Fortunately, bugs - insects, spiders, worms etc., everything from bacteria to bees in fact  - aren’t as fussy as us and are just as happy to set up home in a tidy garden as they are in an untidy one - if we let them. So there’s no reason why keen Farleigh gardeners can’t also play a part in helping boost nature with additional food and accommodation for these vital creatures.

 

No gardener will object to additional butterflies coming to nectar-rich flowers, be they native plants or exotic blooms from the garden centre. The inclusion of just a few modest native specimens, like ivy for example, will also feed a range of small creatures, often when the more ‘showy’ plants have finished.

 

Ivy bees (above) fertilize ivy flowers (and lots of others too).

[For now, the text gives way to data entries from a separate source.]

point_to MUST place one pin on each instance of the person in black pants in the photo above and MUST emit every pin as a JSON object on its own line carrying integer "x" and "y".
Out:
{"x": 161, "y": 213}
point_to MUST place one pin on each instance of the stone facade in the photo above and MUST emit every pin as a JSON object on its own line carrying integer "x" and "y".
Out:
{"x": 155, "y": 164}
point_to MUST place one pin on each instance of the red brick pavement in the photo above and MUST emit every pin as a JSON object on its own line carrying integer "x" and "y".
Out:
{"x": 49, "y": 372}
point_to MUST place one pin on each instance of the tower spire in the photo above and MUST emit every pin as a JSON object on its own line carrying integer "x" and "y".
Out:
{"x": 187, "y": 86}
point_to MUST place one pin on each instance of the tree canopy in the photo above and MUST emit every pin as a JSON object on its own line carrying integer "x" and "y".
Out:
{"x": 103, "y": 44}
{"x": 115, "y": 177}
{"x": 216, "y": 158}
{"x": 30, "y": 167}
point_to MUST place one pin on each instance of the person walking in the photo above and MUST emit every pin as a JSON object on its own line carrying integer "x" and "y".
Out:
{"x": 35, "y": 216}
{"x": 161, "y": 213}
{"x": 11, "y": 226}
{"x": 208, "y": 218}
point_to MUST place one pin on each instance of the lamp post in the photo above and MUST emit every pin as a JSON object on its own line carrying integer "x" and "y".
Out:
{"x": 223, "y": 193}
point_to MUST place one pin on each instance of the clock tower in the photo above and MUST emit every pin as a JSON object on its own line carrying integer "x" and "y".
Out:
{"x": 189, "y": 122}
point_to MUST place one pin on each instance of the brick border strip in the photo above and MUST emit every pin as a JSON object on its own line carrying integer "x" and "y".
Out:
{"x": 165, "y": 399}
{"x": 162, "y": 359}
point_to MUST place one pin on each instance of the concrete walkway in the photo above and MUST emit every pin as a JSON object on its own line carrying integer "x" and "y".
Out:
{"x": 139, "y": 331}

Ivy berries last through the winter and feed lots of birds when food is short.

 

 

And small creatures will attract larger ones – hedgehogs, birds, bats and even jewel-like dragonflies if there is water nearby.

 

Kent Wildlife Trust offers practical help to people who want more wildlife in their garden (for garden, read: everything from small patio to a couple of acres) through their Wild About Gardens Scheme. They will visit and offer suggestions on the small things you can do to help widen your garden’s appeal to wildlife. And it’s free! Just contact

 

Maureen.Rainey@kentwildlife.org.uk  01622 357829

and ask, or visit their website:

www.kentwildlifetrust.org.uk

 

 

 

Having a garden alive with wildlife – be it birds, bees, bacteria or boletus mushrooms (they’ll grow on your lawn if you mow round them) - will help ‘West Farleigh In Bloom’ too. Plants and animals soon spill over fences and boundaries onto verges, and as there are plans to create ‘wildlife verges’ around the village it will work the other way too.